Team USA para rower Blake Haxton
Haxton was suffering from necrotizing fasciitis, more commonly known as a flesh-eating disease.
The disease left Haxton without both of his legs, but didn’t crush his spirit.
Instead, the former Upper Arlington rowing captain adjusted to life with amputated legs, graduated from Ohio State University with undergraduate and law degrees and slowly returned to rowing.
Now he’s preparing for the 2017 World Rowing Championships, which begin with Saturday’s opening ceremony, at Benderson Park.
Haxton is representing the United States for the fourth time as a para rower. He made his Olympic debut in 2016 and finished fourth in para rowing single sculls.
“It’s still hard to believe, really,” Haxton said. “You sort of question reality every once in a while, ‘There’s no way this is happening.’ It was great. ... Dreams come true.”
Before Haxton returned to rowing in his first year of law school, he went through 20 surgeries and made it through the harrowing experience that started in 2009 despite spending a week on life support with heart, lung, kidney and liver failure.
“There were a string of times where it was clear I should have died,” Haxton said. “And I didn’t.”
Haxton said the disease has a survival rate between 25 and 50 percent.
“I really felt more lucky than anything else,” Haxton said.
Haxton’s longtime rowing coach, Patrick Kington, was at Upper Arlington High when the flesh-eating disease impacted Haxton’s world.
“I used to tell people, ‘All the things that make it suck that it’s Blake that this happened to are the same things that kind of make it good that it’s Blake that this happened to,’ ” Kington said. “Because I don’t think anyone that knew him had any question that he was going to come back and do whatever he wanted to do.”
Haxton said it took two years after getting the disease to feel comfortable again – without pain medication.
Slowly, Haxton worked his way back to the sport he performed so well in while in high school.
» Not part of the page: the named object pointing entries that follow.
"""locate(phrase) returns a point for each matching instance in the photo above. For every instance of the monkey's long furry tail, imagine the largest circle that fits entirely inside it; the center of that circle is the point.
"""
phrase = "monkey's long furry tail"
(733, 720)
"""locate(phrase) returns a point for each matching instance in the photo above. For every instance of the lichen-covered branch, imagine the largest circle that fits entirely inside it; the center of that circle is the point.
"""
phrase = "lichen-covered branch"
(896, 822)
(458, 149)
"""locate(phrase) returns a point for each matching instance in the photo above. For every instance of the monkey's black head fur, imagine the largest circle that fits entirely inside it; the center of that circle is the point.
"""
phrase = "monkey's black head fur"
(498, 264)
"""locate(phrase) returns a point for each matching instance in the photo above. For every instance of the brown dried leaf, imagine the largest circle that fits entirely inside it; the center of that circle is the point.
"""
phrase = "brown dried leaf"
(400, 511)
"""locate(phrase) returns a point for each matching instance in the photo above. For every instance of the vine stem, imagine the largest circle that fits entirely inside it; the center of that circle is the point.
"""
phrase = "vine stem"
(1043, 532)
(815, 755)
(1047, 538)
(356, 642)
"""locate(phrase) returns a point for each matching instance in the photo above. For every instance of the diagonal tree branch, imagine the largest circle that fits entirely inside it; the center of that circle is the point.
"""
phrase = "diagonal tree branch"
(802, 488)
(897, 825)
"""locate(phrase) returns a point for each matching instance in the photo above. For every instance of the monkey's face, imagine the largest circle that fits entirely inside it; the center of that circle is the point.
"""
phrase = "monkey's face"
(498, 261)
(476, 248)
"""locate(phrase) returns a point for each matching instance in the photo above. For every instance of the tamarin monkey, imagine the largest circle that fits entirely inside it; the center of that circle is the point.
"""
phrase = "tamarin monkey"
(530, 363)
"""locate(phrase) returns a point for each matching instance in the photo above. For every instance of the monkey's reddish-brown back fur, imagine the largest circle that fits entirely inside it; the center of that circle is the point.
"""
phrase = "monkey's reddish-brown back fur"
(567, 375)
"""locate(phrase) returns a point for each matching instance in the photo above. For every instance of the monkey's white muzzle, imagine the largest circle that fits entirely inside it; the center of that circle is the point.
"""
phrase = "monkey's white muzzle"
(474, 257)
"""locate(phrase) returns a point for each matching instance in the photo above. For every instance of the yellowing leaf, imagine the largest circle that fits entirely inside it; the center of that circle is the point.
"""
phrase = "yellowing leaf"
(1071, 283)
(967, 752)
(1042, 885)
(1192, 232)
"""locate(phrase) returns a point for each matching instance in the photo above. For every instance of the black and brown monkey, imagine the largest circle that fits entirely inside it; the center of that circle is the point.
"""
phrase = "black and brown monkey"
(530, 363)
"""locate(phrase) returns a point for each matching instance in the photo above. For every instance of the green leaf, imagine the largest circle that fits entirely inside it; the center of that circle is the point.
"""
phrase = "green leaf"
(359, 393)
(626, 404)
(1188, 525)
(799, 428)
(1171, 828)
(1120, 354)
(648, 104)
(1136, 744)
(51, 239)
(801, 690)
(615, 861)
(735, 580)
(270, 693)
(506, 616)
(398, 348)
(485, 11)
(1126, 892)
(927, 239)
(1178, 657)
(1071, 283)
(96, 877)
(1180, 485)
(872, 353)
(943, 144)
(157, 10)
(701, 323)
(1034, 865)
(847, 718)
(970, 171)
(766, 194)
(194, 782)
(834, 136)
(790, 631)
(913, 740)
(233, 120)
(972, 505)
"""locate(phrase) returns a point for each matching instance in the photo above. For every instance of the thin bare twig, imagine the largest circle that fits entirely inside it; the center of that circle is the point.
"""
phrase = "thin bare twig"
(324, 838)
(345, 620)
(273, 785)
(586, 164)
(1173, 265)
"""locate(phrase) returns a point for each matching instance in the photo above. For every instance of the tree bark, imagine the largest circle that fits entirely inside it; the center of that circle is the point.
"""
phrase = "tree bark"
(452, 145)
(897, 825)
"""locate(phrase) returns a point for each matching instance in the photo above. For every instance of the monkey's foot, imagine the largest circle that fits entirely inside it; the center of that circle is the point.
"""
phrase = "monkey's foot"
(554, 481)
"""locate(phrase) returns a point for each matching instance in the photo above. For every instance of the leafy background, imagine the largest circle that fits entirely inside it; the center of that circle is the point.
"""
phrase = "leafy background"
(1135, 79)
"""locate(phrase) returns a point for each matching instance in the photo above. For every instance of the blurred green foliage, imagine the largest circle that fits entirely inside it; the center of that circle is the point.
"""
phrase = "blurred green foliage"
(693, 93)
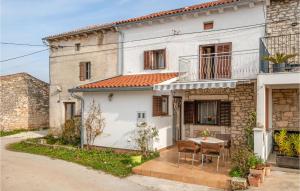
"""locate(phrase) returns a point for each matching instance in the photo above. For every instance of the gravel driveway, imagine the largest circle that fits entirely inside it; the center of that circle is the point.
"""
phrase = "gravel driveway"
(27, 172)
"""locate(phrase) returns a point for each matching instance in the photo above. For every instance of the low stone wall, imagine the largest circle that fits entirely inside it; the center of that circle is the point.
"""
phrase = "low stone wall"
(286, 109)
(243, 101)
(24, 102)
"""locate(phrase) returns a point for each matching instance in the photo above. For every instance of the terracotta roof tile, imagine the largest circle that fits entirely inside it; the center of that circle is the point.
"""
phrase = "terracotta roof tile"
(145, 17)
(138, 80)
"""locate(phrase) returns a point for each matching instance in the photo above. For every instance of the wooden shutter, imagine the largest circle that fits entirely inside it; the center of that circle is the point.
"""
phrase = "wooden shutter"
(82, 71)
(148, 60)
(189, 112)
(225, 113)
(156, 105)
(223, 60)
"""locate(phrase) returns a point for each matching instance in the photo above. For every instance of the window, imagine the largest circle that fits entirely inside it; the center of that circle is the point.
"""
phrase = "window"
(155, 59)
(207, 112)
(77, 46)
(141, 116)
(212, 112)
(69, 110)
(208, 25)
(160, 105)
(85, 71)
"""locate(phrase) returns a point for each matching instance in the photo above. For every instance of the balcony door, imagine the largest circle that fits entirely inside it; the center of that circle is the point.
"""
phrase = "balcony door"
(215, 61)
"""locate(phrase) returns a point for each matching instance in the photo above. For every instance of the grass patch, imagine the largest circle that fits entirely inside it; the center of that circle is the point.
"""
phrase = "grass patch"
(6, 133)
(105, 160)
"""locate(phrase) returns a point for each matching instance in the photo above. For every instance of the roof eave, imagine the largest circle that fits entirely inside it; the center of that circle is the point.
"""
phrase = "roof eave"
(143, 88)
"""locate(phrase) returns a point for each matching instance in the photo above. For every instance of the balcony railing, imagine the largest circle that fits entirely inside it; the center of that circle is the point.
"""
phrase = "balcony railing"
(285, 44)
(230, 65)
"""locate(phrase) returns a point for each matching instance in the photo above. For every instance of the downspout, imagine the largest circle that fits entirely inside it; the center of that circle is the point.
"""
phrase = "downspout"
(120, 51)
(82, 118)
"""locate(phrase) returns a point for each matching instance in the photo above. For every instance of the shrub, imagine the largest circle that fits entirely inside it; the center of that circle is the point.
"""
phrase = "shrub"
(240, 160)
(71, 132)
(289, 145)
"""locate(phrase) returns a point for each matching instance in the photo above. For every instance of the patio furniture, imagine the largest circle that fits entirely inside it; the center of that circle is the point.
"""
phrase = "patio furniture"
(187, 147)
(227, 139)
(211, 150)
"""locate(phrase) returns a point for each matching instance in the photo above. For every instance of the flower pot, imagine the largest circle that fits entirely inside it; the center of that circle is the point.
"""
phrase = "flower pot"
(136, 159)
(254, 180)
(268, 170)
(288, 162)
(279, 67)
(260, 172)
(238, 183)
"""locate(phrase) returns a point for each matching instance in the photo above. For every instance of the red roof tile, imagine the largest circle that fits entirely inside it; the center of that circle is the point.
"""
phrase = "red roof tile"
(139, 80)
(145, 17)
(180, 10)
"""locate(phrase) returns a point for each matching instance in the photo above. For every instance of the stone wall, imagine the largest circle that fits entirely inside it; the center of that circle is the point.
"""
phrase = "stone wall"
(243, 101)
(64, 70)
(286, 109)
(281, 17)
(24, 102)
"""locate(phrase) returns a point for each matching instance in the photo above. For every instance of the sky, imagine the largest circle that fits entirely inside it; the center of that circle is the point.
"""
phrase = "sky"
(28, 21)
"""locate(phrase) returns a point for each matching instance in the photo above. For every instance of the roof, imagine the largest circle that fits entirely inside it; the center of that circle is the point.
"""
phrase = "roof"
(180, 10)
(130, 81)
(145, 17)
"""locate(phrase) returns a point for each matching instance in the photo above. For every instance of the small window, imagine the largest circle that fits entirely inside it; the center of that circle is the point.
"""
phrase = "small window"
(208, 25)
(85, 71)
(69, 110)
(207, 112)
(155, 59)
(77, 46)
(160, 105)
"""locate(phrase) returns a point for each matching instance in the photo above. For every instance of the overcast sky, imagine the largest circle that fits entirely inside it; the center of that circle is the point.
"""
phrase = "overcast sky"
(27, 21)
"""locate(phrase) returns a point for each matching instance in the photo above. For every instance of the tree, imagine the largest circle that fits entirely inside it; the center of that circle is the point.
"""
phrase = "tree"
(94, 123)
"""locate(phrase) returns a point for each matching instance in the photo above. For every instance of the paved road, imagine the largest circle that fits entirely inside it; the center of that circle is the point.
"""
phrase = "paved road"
(27, 172)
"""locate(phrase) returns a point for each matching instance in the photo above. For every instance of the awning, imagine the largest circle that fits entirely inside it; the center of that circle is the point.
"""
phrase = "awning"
(196, 85)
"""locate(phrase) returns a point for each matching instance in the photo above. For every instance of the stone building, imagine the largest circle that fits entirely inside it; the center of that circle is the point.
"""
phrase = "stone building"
(24, 102)
(78, 57)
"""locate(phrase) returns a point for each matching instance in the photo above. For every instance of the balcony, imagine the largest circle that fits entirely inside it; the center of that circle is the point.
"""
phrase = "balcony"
(219, 66)
(283, 44)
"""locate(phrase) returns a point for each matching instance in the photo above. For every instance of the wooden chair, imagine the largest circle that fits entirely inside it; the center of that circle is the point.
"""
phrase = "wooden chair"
(227, 139)
(211, 150)
(187, 147)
At first, it wasn’t what Haxton said he wanted: “I missed the old sport too much.”
Eventually, Haxton’s father and Kington convinced him para rowing wasn’t the rowing he performed when he had both legs.
“It’s an entirely new sport that you can enjoy for what it is,” Haxton recalled them saying.
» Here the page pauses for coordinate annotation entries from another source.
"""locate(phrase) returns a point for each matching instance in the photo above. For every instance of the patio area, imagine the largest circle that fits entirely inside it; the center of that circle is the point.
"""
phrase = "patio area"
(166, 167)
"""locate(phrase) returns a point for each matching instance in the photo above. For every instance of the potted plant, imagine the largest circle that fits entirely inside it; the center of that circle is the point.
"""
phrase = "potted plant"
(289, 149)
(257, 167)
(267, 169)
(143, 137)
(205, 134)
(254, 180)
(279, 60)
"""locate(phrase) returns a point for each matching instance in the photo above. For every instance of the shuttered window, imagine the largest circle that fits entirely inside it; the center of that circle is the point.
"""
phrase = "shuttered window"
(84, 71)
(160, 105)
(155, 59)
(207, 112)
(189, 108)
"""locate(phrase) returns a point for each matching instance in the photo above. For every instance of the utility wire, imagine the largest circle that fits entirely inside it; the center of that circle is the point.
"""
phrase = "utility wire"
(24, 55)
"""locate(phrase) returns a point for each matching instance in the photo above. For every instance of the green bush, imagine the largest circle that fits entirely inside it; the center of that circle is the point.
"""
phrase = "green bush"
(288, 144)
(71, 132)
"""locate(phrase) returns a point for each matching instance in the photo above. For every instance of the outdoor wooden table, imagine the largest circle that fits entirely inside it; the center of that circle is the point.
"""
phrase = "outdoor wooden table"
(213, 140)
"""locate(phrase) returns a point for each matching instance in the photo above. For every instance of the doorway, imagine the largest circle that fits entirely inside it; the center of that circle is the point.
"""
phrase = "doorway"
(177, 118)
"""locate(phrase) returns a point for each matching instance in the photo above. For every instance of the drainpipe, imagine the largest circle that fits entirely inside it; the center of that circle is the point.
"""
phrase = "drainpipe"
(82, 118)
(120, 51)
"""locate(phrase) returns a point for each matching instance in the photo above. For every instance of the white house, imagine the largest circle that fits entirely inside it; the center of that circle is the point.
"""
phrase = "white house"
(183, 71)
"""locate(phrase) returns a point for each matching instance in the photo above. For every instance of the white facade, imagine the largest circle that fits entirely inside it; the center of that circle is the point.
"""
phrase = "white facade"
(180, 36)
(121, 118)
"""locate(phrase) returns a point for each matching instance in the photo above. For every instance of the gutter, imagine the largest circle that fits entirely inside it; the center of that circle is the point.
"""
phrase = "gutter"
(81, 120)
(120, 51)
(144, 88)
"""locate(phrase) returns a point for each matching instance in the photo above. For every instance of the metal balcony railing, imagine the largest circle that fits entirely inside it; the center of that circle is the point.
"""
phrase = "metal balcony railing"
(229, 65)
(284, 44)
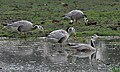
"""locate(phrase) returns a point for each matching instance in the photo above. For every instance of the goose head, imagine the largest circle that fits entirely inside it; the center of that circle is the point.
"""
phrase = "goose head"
(85, 19)
(39, 27)
(71, 30)
(92, 42)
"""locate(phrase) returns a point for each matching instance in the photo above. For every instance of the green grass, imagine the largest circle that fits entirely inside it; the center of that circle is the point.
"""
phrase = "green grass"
(105, 12)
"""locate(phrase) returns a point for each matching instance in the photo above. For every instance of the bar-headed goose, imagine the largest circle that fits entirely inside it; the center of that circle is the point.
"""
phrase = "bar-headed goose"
(24, 26)
(61, 35)
(76, 15)
(84, 50)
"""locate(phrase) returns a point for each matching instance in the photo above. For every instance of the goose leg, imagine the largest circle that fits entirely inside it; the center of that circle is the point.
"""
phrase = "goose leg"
(25, 34)
(20, 34)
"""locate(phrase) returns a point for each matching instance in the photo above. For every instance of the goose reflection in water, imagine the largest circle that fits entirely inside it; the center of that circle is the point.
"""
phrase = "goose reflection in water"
(84, 50)
(54, 54)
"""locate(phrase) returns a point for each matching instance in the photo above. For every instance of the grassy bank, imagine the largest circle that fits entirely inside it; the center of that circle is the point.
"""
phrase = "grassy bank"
(105, 12)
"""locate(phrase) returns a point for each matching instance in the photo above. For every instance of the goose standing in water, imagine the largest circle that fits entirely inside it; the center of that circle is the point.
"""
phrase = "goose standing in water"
(84, 50)
(61, 35)
(76, 15)
(24, 26)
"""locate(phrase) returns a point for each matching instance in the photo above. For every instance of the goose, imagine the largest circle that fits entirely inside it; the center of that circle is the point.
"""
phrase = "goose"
(24, 26)
(84, 50)
(95, 36)
(60, 36)
(76, 15)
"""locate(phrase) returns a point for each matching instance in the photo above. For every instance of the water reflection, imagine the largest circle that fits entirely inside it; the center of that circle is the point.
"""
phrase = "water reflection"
(37, 55)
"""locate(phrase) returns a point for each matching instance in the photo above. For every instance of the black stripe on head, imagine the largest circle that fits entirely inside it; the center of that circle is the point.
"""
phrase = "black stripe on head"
(4, 24)
(62, 39)
(19, 28)
(85, 16)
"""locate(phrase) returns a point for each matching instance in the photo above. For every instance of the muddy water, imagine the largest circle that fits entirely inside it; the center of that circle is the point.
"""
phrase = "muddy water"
(36, 55)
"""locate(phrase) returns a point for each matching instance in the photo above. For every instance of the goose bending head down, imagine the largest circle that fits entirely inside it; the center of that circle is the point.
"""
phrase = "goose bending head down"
(24, 26)
(84, 50)
(76, 15)
(61, 35)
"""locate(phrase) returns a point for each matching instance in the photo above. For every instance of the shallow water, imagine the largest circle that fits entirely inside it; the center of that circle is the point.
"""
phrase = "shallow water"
(36, 55)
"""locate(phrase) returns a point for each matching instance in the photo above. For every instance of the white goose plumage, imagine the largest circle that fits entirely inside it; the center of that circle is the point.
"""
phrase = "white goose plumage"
(61, 35)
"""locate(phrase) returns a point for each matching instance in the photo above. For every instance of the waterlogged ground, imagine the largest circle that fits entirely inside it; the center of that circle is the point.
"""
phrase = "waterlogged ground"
(36, 55)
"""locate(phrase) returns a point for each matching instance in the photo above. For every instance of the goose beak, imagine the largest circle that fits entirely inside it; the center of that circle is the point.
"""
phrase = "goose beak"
(4, 27)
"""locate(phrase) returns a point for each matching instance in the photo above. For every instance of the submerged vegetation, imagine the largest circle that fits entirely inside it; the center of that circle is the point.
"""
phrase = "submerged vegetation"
(42, 12)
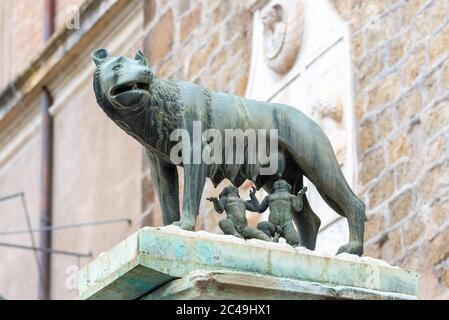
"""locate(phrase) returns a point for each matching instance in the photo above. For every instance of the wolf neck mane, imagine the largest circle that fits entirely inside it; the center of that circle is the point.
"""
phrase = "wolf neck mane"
(162, 113)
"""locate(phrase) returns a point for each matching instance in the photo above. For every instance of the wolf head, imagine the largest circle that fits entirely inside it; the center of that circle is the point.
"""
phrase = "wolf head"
(125, 83)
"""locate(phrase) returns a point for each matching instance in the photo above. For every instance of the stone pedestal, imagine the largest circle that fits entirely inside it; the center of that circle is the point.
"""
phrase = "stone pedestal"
(170, 263)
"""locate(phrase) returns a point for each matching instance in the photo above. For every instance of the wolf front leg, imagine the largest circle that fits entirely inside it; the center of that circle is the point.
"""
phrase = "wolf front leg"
(194, 180)
(165, 180)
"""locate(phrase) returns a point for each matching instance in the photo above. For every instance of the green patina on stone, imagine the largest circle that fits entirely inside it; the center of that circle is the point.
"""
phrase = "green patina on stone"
(152, 257)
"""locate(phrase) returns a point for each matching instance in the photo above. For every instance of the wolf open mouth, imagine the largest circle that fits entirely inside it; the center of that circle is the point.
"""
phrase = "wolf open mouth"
(129, 86)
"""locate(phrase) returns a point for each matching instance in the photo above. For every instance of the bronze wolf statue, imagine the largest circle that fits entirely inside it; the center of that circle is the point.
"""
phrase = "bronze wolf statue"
(149, 109)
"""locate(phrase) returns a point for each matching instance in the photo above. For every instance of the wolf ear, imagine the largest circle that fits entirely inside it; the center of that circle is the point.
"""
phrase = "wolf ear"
(141, 57)
(100, 56)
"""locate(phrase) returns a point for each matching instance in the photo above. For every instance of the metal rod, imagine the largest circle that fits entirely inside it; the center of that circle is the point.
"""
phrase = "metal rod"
(67, 226)
(46, 166)
(33, 241)
(46, 193)
(55, 251)
(11, 196)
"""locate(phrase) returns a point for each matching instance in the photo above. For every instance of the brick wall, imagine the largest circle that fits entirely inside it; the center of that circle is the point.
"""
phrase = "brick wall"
(401, 65)
(21, 33)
So Haxton trained and won the CRASH-B World Rowing Indoor Championship in 2014. He also looked up para rowing’s elite standard time for a 1K race.
It stood at 4 minutes, 20 seconds.
Haxton was breaking 4 minutes.
“I had a good enough body of rowing knowledge to figure it out,” Haxton said.
Now he’s preparing for the World Rowing Championships, where heats for the para rowing men’s single sculls start Tuesday.
“If somebody had told us back then (in 2009), we’d be at the World Rowing Championships in Florida on the team and they let us in,” Haxton said. “That’s possible? I’d be like, ‘No way.’ I wouldn’t buy it. So can’t get luckier than that.”